In which Terri shares a humorous look at her journey with Parkinson's disease and Dystonia:

For me, illness and health are not opposites but exist together. Everyone has something that is challenging to them. Mine just simply has a recognizable name. My life will take a different path because of this but that's okay. Everyone has changes in their lives that create their path.  I'm learning how to enjoy whatever path I'm on.

Live Forever? Really?

Terri Reinhart

I’m more than two thousand years old, I am. I’ve lived longer than anyone in the world.
Mort shook his head.
”You haven’t, you know. You’ve just stretched things out more.
— Terry Pratchett - Mort

It was in the paper this morning. A number of techie billionaires are trying to find a way to extend life to at least 150 years, if not forever. Larry Ellison, founder of Oracle, is quoted as saying, "Death has never made any sense to me. How can a person be there and then just vanish, just not be there?"  Their objective, according to the newspaper article, is to "use the technological tools with which they created an information revolution to upgrade what they consider to be the most complicated piece of machinery in existence: the human body."
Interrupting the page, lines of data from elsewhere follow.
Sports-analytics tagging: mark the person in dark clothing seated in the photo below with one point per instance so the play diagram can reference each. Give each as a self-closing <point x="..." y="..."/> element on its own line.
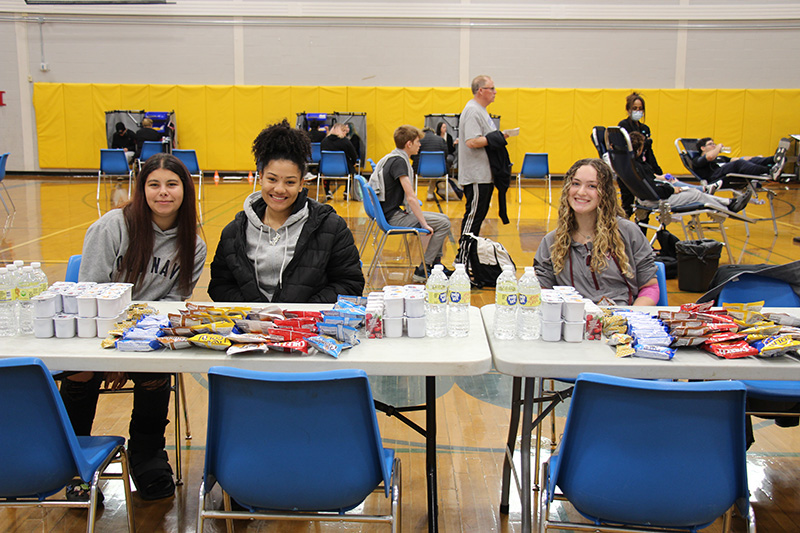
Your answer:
<point x="146" y="133"/>
<point x="337" y="141"/>
<point x="714" y="169"/>
<point x="678" y="196"/>
<point x="124" y="139"/>
<point x="284" y="246"/>
<point x="634" y="106"/>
I had to look at the cover of the newspaper. For a moment, I thought I was reading The Onion.

There's something wrong with this picture, no matter how you look at it. Fortunately, the bioethicists agree with me. Even Bill Gates thinks their priorities are screwy.  I foresee some challenges if this ever comes to pass. (though I'm confident it won't come to pass)

I hope, as these techies are donating millions so they can live and tech on forever, they are also looking at ways to make the planet live on forever. If not, they'll have to work on the ability to colonize other planets. 
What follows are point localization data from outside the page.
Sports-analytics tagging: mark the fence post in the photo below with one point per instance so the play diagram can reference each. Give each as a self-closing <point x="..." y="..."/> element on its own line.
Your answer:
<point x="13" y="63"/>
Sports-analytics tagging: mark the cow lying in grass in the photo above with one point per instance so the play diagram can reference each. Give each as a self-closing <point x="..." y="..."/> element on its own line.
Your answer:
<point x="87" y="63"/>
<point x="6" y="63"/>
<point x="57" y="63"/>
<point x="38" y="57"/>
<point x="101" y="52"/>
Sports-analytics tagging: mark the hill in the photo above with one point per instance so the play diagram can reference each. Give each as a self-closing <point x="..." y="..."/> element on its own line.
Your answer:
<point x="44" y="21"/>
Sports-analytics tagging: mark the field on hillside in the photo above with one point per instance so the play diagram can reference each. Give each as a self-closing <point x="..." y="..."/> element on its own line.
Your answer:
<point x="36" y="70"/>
Now they are embracing Peter Thiel's (cofounder of Paypal) plan for a floating city in the middle of the ocean outside the reach of any human government. I'm sure he'd be relieved to hear I'm not interested in joining them. My idea of Utopia definitely would not be living with a group of wealthy immortals. 

Even if you just live to be 150, when do you retire? Are you planning to work till you're 120? Peter has an answer to this, too. He feels people stop trying because they think they don't have enough time: "Because they are 85. But that 85-year-old could have gotten four PhD's from 65 to 85, but he didn't do it because he thought he didn't have enough time." 

I don't need to comment on that one.

In the United States, our life expectancy is already better than that of 161 other countries. There are also 41 countries whose inhabitants can expect to live longer than we do, but the difference between our #42 (79.56) and the #1 country (Monaco at 89.57) is only ten years. If we lived in Chad, we could expect to live only to age 49. We're not doing so badly as it is.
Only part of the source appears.